The answer is probably the same reason why I am fond of FA Hayek. In preparation for an undergraduate seminar I am running on Hayek, I came across a thought that is as powerful as the one I have at the top of the website. Here it is, if not in exact form:

“the main merit of individualism is that it is a system under which bad men can do least harm. It is a social system that does not depend on its function finding good men to run it, or to have men become better than they are, but which makes use of men in all their given variety and complexity, sometimes good and sometimes bad, sometimes intelligent but more often stupid … the danger is not that some particular class is not fit to govern, every class is unfit to govern, the laws of liberty tend to abolish the reign of race over race and faith over faith

The Communist purges happened because idealists on the left could not appreciate the wisdom of this insight. Much political bickering occurs today for the same reason. This is an application of the way I think about my religious and economic life.

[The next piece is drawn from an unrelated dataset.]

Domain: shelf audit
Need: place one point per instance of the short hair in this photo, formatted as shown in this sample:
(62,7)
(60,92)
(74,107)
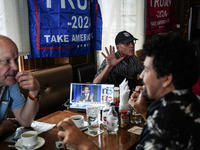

Whereby the Catholic faith encouraged me as a child to live by the Golden Rule, “Do Unto Others as You Would Have Them Do Unto You” I have morphed into my current life to live by a different rule, what the late Paul Heyne called, “the Silver Rule.” What is such a rule? Before stating it, it is a rule that is necessary for living in a complex world of billions of people, in a world where multitudes of information whiz  by each of us every nanosecond at the speed of ligjt, it is a rule that is necessary in a world of strong self interest, and where men are not omniscient and all powerful. In short, it is the only way I see you can live your non-family life  – and the older I get, I feel like much of your family life should be run this way – at least between the adults. I have been called misanthropic for following such a rule, but I believe the evidence of human history is squarely in my (and Hayek’s) side. So what is this so called Silver Rule?

“Do not do unto others as you would not wish done to you.”

We will explore the implications of such a view over the course of the next  3 or 4 months.